Check the tear downs of the HTC Sensation and the HP TouchPad .. virtually the
same device inside. ;)

------
hswolff
This is a masterful move after the previous mis-steps. Bravo HP!

If only I could be a fly on the wall for those discussions of what to do with
webOS...

------
mtigas
Not sure what HP's decision-making process was here, but sure looks like the
team wasn't ready (or may not have even known if this was in play ahead of
time). See comment by Dave Balmer (Senior Software Engineer, webOS Developer
Relations):

[https://github.com/hpwebos/webos/issues/1#issuecomment-30868...](https://github.com/hpwebos/webos/issues/1#issuecomment-3086892)
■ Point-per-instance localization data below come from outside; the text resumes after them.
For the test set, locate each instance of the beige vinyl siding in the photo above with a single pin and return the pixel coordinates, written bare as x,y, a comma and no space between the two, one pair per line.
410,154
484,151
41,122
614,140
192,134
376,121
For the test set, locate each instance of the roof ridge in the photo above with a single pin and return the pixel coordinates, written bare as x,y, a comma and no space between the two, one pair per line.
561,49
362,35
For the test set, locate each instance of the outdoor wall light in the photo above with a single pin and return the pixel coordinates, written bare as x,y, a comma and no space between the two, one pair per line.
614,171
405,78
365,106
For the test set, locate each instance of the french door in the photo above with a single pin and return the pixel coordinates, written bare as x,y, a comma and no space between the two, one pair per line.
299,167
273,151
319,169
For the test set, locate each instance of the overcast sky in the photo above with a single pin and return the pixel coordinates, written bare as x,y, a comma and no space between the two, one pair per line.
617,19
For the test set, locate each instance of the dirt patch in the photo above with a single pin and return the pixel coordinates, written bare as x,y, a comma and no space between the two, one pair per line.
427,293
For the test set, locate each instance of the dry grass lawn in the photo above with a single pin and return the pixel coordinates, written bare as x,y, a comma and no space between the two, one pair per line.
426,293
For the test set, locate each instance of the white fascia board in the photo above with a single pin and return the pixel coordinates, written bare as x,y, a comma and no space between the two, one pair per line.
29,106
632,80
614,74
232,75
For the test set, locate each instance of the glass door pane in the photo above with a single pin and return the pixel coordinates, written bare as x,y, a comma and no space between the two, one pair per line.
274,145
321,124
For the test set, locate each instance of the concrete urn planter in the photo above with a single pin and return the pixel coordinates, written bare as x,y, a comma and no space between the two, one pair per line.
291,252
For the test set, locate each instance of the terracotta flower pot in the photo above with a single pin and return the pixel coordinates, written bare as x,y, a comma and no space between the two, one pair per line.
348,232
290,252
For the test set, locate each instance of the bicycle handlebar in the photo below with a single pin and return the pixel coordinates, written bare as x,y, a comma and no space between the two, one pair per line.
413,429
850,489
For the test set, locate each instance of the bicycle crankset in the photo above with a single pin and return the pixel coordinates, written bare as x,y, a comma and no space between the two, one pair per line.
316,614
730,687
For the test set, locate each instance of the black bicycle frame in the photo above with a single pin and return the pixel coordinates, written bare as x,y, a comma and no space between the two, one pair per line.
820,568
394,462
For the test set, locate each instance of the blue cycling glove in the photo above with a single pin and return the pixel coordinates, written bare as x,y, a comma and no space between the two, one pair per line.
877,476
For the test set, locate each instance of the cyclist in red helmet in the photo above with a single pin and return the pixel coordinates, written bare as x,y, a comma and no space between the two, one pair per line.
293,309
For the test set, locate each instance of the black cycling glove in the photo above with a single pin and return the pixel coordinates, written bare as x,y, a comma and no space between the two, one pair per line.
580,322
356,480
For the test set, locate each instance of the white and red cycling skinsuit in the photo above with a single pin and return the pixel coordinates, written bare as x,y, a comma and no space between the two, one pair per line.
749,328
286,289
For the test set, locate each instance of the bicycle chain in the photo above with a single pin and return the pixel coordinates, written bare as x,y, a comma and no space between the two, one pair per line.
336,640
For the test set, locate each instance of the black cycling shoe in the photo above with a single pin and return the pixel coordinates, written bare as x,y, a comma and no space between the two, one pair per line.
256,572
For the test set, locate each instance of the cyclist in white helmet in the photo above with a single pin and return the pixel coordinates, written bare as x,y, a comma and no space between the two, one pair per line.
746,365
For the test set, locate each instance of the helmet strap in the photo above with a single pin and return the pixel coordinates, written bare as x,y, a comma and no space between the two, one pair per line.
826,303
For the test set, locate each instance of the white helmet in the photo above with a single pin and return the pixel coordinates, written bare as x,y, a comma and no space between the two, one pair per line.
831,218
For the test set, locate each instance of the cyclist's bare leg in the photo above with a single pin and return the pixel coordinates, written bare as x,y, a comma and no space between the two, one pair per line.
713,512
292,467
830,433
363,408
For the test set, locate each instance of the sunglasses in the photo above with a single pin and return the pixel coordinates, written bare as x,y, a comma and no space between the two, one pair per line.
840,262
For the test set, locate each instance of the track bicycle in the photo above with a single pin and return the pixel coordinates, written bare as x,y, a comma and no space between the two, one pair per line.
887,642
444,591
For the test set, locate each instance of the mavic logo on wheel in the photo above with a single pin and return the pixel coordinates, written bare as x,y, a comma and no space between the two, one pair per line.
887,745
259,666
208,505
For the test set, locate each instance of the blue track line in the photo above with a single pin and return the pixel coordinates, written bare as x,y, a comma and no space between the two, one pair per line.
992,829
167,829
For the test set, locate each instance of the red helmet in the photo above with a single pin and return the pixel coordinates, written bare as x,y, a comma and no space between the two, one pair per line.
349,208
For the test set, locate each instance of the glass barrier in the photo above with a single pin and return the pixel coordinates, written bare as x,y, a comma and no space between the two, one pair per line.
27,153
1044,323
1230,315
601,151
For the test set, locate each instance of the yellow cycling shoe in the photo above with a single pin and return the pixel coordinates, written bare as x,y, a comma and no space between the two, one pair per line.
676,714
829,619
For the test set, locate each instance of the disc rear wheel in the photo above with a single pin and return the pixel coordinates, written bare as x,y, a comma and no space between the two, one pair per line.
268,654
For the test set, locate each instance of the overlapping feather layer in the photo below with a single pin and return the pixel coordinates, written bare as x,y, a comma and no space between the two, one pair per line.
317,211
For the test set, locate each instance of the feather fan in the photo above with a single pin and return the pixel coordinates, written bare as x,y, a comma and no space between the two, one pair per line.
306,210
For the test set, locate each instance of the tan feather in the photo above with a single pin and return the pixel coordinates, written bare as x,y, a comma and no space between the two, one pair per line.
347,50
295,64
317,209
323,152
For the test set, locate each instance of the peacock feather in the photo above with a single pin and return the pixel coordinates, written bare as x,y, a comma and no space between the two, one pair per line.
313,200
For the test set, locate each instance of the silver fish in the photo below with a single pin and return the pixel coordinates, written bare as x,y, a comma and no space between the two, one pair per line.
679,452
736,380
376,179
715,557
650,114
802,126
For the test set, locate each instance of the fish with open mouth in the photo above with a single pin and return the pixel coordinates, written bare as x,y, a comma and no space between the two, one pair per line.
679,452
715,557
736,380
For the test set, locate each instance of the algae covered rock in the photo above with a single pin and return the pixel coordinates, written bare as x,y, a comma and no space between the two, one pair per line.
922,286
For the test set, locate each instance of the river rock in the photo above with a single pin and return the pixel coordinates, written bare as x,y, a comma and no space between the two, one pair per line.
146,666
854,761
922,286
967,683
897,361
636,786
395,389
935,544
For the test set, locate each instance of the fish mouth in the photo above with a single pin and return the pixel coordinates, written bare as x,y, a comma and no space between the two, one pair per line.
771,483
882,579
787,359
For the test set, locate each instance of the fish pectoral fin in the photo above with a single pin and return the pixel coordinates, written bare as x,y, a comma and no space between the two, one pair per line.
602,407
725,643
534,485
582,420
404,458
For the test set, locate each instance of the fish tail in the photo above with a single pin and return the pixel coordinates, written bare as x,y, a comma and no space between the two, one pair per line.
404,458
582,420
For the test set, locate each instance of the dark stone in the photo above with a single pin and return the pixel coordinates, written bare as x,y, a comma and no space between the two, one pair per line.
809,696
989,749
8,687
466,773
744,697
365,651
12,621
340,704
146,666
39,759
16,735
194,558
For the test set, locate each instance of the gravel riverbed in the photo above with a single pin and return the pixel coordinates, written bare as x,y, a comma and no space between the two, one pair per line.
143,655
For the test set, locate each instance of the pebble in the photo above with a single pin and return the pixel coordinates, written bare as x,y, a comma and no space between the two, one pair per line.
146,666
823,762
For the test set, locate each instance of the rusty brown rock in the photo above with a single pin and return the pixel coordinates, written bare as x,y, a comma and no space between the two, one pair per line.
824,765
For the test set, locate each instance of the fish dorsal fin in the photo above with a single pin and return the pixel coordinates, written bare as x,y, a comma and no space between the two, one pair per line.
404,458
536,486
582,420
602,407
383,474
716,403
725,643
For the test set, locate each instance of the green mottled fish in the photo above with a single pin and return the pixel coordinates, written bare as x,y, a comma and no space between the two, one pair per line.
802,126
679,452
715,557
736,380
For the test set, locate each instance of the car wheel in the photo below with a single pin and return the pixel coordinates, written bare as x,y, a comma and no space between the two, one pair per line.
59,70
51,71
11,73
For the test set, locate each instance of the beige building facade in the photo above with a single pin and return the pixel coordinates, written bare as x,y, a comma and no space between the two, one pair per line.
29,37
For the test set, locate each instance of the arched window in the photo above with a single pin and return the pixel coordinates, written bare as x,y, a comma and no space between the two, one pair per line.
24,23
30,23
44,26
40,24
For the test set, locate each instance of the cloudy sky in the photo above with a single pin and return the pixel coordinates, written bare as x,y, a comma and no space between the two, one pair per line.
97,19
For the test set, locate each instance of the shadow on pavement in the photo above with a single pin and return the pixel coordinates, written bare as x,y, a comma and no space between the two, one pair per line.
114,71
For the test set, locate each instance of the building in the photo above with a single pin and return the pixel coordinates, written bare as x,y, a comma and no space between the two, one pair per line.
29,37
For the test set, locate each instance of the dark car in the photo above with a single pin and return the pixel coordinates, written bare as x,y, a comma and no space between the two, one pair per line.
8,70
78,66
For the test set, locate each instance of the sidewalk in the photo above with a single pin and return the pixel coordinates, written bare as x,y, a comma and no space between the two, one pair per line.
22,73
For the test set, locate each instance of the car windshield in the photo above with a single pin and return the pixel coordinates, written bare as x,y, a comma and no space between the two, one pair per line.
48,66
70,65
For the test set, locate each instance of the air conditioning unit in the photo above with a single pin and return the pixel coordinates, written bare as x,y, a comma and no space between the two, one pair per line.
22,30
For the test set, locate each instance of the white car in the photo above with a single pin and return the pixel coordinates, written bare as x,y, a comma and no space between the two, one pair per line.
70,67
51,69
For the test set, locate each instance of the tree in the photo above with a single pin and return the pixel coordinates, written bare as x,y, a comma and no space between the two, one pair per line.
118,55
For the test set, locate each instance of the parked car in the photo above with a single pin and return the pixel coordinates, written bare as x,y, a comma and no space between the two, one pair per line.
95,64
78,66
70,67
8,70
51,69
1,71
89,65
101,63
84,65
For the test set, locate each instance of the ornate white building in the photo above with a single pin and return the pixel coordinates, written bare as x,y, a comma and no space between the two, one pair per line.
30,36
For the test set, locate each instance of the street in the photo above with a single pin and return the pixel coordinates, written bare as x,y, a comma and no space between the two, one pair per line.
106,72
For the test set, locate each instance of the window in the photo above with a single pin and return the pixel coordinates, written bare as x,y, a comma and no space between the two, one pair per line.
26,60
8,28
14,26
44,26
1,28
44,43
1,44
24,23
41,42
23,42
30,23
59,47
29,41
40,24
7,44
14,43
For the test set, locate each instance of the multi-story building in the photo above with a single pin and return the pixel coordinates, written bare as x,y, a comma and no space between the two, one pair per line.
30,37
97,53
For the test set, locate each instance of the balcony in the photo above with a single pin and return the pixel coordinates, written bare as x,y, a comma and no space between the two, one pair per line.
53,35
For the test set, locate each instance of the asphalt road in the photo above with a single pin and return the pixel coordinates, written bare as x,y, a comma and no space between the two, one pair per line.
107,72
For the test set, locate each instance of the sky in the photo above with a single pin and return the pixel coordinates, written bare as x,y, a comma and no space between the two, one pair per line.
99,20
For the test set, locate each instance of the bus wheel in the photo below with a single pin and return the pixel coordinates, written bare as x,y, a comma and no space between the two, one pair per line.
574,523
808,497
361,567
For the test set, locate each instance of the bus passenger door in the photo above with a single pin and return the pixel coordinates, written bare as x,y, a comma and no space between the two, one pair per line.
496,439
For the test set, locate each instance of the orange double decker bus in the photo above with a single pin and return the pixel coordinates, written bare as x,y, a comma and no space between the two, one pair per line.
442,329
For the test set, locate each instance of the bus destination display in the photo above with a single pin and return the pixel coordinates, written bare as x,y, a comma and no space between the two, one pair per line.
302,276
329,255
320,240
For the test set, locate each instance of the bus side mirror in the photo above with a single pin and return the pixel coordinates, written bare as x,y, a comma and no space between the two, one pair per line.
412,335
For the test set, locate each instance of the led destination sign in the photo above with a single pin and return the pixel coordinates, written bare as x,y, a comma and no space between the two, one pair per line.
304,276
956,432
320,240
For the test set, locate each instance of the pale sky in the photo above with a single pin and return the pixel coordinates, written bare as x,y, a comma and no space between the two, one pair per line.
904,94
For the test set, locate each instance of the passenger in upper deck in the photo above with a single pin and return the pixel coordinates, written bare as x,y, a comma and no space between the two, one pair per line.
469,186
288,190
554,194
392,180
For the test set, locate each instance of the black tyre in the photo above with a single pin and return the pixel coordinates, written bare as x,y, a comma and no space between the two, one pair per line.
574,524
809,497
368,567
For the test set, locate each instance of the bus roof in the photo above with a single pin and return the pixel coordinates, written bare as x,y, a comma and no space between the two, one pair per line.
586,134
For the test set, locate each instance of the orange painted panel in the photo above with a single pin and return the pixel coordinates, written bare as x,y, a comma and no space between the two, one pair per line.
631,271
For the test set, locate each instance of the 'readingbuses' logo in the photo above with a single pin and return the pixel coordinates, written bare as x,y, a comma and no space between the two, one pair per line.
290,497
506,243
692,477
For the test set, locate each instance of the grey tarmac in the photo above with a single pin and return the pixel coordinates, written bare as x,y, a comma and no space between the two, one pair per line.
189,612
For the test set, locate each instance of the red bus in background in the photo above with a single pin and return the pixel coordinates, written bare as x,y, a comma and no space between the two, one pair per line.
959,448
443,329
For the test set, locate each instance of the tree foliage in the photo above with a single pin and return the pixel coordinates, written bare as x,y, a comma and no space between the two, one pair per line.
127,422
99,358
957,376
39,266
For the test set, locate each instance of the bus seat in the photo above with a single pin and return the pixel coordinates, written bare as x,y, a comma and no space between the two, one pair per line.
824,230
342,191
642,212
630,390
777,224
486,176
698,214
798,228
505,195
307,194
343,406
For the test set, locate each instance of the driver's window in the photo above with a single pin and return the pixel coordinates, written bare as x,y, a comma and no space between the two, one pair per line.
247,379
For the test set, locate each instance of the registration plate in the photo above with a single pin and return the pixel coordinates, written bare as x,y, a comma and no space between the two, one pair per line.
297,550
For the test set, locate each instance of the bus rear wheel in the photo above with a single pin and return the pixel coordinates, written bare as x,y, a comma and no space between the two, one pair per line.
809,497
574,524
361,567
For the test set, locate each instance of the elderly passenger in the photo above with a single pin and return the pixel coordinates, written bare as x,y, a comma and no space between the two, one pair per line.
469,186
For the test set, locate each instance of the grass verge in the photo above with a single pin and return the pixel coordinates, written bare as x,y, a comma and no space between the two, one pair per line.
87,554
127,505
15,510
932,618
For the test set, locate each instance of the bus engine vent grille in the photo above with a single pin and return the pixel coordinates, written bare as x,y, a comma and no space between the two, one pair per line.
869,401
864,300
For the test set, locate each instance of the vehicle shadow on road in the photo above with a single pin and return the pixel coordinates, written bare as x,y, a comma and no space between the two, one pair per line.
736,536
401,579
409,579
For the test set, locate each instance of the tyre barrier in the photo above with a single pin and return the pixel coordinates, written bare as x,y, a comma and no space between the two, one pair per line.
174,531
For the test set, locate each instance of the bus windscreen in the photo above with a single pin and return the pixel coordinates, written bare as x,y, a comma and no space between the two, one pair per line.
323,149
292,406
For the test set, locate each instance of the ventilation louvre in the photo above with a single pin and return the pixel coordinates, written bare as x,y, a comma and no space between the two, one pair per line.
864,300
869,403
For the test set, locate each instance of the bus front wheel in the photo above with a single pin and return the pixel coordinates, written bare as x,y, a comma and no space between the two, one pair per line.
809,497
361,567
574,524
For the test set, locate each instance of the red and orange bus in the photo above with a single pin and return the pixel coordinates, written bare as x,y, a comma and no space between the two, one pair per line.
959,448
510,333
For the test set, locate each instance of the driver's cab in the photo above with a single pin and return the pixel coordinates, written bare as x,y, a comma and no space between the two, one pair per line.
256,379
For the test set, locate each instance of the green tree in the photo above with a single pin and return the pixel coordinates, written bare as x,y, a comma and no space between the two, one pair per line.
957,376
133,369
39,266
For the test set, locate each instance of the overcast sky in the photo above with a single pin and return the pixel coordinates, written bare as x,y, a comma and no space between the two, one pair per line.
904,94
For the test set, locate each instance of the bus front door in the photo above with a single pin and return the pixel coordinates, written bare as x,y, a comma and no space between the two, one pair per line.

> Meg's announcement was news to us in the webOS team as well. The HP
> executive team has been weighing a lot of options of late, but thanks for
> assuming all us in the trenches are that deeply "in the know", makes me feel
> warm and/or fuzzy. :)

------
Vaanir
It really is going to be interesting to see how far webOS goes with this
approach. I'm glad they did this, webOS is a great OS and is really nice to
use on tablets.

------
suprgeek
The race is now officially on to see who can become the "CynogenMod" for webOS
:). I cannot wait for a Port of this on some of my Currently Android Only
Devices (Nexus One and ASUS Xformer).

I will now spend the rest of the day dreaming about dual booting my Tablet
into WebOS and Android and all the funky apps that can come with that prospect
:)

------
siglesias
Dumb question, but what's in it for HP?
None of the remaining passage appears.